I thought I’d already posted this swim, as in the swim report for Bunmahon to Ballydowane, I alluded to previously discussed knowledge of Bunmahon from years visiting it and as the surf spot that I know best, even better than Kilmurrin. I must have spent hundreds of hours surfing here. As a swimming location it can be dangerous on swell, producing a powerful undertow at a higher tide, and it’s taken the lives of a couple of people over the years. This swim was a companion specifically to the Kilmurrin to Tankardstown swim, to complete the same stretch of coast.
The small beach break belies its unprepossessing appearance by producing a series of shifting, fast, steep and occasionally very big waves and as such is much-loved by local surfers. Even on swell though it’s pretty mushy and mundane at low tide with the power best unveiled on a rising tide.
It was raining and low tide when I arrived, utterly uninviting, with a solitary person walking a dog, a couple of kids in wetsuits with foamies, and the two lifeguards, Bernie and Kate, sheltering in the prefabricated metal lifeguard hut. Only in Ireland would we make beach lifeguard huts metal. After I’d explained what I was doing, I started from the west end of the beach where the locals and regulars park, even though it has only a small amount of the space of the main car park. The main car park is for tourists!

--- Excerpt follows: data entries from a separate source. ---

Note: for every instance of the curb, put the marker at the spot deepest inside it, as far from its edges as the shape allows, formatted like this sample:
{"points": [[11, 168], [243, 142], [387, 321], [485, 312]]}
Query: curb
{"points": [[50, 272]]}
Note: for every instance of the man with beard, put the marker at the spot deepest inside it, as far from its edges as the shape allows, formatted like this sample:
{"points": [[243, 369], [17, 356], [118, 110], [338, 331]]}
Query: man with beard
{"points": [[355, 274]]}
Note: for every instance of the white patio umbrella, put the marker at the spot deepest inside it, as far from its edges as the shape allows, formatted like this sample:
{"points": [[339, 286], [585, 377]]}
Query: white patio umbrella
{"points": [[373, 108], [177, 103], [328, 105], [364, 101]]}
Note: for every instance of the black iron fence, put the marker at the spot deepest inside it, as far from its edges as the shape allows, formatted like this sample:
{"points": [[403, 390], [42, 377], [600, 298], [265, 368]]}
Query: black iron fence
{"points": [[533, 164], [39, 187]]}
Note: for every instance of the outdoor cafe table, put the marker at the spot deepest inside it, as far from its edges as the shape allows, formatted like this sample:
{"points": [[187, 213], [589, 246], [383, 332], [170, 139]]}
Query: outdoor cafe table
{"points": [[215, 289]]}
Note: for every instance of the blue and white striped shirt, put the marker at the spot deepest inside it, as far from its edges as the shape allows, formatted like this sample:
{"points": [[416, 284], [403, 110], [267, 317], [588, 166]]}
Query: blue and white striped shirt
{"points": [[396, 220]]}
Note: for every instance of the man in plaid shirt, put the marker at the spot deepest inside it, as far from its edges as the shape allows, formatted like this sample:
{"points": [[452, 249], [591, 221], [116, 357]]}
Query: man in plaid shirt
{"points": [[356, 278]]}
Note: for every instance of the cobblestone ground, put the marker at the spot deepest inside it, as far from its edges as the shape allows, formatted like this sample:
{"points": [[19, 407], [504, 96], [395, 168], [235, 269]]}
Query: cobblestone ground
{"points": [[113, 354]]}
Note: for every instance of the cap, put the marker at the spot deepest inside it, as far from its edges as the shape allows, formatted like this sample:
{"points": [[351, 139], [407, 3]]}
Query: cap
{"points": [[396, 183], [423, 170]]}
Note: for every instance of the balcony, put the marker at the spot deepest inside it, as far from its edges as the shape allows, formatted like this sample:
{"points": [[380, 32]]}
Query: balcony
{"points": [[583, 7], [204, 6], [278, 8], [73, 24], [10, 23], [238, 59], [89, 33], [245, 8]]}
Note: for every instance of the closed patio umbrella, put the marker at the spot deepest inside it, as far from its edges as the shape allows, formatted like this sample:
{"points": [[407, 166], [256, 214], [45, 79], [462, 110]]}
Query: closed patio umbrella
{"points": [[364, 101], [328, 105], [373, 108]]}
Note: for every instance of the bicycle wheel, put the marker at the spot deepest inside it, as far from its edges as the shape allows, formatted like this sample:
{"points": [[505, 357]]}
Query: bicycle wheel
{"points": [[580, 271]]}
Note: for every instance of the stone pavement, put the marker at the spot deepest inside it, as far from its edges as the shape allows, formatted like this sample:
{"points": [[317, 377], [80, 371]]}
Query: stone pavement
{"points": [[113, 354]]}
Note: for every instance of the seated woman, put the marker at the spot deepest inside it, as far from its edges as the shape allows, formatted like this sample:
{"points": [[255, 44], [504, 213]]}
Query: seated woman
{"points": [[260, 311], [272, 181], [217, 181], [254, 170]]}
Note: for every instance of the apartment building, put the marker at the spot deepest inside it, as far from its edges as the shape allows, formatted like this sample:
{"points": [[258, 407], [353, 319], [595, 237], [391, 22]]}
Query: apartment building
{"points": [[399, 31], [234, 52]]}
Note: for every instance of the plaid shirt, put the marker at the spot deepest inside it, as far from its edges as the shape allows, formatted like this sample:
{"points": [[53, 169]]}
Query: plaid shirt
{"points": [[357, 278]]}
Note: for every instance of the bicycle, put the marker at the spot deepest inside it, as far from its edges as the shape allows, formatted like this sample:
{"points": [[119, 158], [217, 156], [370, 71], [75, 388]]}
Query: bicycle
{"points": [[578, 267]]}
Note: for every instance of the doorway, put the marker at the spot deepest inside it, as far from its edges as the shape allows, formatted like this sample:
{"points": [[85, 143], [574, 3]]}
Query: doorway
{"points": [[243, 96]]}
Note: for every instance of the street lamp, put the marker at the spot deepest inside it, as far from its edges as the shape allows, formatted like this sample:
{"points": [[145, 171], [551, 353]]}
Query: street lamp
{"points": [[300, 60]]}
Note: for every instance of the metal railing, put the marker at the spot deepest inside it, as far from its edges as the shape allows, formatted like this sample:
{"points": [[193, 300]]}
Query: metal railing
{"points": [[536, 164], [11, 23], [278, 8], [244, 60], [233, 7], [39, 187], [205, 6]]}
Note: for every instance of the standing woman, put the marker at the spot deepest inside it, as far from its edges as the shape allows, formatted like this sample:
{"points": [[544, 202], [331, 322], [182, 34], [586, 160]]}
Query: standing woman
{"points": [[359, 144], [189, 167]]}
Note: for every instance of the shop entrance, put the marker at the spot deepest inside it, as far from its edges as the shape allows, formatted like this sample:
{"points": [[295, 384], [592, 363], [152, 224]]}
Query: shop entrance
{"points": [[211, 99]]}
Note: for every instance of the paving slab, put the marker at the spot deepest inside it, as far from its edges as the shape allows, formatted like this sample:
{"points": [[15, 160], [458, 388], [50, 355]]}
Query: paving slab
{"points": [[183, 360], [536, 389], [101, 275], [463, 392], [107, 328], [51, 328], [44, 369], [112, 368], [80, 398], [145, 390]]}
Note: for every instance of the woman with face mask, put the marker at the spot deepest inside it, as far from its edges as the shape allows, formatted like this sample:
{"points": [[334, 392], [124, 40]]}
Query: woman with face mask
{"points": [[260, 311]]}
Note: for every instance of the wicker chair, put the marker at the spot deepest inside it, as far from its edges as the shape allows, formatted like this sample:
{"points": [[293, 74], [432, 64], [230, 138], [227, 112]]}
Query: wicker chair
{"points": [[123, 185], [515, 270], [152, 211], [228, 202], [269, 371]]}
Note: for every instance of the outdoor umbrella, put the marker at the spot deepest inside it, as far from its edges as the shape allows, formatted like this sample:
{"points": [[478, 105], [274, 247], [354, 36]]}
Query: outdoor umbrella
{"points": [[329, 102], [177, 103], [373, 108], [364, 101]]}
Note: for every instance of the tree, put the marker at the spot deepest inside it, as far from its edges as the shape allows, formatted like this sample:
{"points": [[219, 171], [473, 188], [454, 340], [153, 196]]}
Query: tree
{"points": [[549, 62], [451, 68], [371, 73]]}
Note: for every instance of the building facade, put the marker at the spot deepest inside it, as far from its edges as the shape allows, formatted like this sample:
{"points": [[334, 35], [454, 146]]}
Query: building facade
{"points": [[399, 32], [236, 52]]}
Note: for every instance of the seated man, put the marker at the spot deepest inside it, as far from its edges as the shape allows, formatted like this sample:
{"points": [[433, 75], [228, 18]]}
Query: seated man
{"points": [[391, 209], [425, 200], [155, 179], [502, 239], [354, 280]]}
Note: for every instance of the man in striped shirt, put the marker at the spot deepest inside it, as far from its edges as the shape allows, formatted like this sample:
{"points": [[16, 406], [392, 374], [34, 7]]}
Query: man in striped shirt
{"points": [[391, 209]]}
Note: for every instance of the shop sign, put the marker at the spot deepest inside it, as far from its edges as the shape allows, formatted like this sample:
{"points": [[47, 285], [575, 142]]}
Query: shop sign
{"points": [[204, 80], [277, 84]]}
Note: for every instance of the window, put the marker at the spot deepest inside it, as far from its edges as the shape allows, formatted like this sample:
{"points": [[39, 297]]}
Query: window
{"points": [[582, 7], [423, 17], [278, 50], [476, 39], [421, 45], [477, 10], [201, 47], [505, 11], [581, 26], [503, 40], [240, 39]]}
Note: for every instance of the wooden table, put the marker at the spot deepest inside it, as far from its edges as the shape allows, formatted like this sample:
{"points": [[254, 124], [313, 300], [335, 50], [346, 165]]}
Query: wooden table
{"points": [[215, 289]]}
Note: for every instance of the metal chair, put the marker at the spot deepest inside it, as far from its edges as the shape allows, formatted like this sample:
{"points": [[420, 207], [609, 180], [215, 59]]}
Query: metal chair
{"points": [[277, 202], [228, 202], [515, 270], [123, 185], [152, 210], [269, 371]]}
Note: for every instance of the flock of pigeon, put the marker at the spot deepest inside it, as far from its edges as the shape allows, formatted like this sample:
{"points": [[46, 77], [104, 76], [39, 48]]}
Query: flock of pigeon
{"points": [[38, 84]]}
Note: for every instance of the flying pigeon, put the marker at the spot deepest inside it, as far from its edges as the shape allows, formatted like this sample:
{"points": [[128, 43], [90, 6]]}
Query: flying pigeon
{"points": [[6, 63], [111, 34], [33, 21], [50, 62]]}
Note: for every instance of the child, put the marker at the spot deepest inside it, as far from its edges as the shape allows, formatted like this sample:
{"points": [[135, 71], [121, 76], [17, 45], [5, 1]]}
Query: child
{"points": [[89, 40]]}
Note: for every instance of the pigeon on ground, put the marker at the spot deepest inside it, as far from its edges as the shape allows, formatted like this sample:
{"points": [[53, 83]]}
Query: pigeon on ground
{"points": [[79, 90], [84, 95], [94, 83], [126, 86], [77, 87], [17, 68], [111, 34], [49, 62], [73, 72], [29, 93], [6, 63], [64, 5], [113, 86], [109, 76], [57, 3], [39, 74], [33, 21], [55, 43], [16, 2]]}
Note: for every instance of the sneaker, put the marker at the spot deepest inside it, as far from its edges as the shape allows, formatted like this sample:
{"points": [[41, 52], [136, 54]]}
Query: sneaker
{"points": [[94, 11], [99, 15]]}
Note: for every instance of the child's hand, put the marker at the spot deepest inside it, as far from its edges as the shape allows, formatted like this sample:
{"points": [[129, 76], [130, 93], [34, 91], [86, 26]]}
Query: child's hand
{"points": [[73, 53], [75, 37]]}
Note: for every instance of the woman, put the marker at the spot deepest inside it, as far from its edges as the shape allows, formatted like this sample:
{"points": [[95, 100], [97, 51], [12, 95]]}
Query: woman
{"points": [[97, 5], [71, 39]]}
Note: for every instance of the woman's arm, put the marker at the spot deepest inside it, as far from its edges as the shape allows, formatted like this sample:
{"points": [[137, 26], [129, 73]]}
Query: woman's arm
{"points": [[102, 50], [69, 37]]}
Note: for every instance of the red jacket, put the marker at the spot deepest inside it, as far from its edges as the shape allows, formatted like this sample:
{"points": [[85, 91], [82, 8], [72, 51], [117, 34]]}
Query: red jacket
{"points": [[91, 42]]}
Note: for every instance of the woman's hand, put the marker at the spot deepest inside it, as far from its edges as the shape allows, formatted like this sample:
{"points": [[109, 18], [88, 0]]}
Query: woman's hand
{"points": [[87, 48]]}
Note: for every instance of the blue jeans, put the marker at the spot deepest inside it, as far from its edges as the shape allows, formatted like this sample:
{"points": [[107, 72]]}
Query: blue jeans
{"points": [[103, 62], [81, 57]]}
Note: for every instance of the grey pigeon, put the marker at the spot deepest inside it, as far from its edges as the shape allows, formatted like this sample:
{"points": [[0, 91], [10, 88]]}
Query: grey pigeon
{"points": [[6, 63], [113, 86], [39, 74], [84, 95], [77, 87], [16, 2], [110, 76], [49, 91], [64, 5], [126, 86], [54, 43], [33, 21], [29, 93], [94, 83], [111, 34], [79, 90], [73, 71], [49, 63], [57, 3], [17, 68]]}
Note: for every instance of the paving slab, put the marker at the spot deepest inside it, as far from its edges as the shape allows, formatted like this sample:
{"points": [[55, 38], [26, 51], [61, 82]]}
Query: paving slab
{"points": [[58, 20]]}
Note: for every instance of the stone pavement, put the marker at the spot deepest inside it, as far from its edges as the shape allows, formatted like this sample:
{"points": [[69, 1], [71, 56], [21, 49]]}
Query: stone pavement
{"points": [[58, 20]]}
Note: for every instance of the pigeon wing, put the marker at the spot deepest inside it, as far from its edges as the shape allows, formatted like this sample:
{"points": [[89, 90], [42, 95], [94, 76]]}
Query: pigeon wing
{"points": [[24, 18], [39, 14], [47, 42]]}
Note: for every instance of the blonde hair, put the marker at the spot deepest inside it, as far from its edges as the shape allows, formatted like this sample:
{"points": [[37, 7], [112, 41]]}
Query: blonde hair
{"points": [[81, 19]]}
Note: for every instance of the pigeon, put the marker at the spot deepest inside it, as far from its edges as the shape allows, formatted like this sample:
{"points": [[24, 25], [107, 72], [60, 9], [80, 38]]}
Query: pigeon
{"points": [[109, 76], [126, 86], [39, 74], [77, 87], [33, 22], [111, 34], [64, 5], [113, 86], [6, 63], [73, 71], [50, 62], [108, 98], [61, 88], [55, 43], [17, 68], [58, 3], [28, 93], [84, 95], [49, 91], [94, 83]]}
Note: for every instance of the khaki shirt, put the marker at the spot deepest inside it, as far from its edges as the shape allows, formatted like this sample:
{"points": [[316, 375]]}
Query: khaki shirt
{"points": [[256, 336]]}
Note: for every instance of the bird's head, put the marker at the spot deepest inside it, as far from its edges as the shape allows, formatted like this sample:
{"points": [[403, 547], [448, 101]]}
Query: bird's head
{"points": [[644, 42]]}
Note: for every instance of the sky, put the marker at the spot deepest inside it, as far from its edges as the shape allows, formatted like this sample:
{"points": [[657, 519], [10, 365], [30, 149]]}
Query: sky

I swam away east, swimming along the beach through the mushy channel area, the tide being low meant there were none of the channels or rips that often occur in the centre of the beach apparent. I passed the Mahon river mouth and swam out of the small bay after about 12 minutes. I passed though a section of rocks, with the almost unknown slipway and difficult to access of Stage Cove up at the high tide line.
I wondered if I was going to run into the current and difficult conditions that typified the Kilmurrin to Tankardstown swim from the opposite direction, though even though there was a similar onshore wind, I believed I might be lucky with the low tide, and so it was, as I passed across the tiny Stage Cove and into the area below the cliffs, moving past the rock of Cassaunagreena, now exposed by the low tide. The cliffs coming from this side sloped more slowly up the height of the Engine House and old main mine shafts, all of 240 metres deep, well below sea-level.
And then I had a slow-ish swim to pass under the Cornish Engine house until I was past, in line with Drumboe rock under CastleCoileen, and therefore sure that I’d overlapped the swim that ended around there on the Kilmurrin to Tankardstown, in much worse conditions.
The water conditions were nowhere near as bad as they were on a higher tide, with all the reefs now exposed, even though it was a cloudy and dull day, with the rain still falling.
Because of the low tide of course, I was further out, and that also reduced the sensation of the menacing overhang of the cliffs. I’d reached turning point in a mere 40-ish minutes. The swim back was uneventful, a few turns around reefs and to swim around the reef and rocks outside the Mahon estuary, and slowing as I swam up the beach, losing a few minutes on the return but finishing in about one hour and twenty-five minutes.
Bunmahon to Kilmurrin is one of the most interesting sections of the Copper Coast, with the Cornish Engine House as the centre-piece, the surroundings nicely landscaped, new walking paths and guides all over the area. There are a lot of old mine shafts along this section but all have been safely cordoned off and sign-posted, some of the old signs in place for a long time.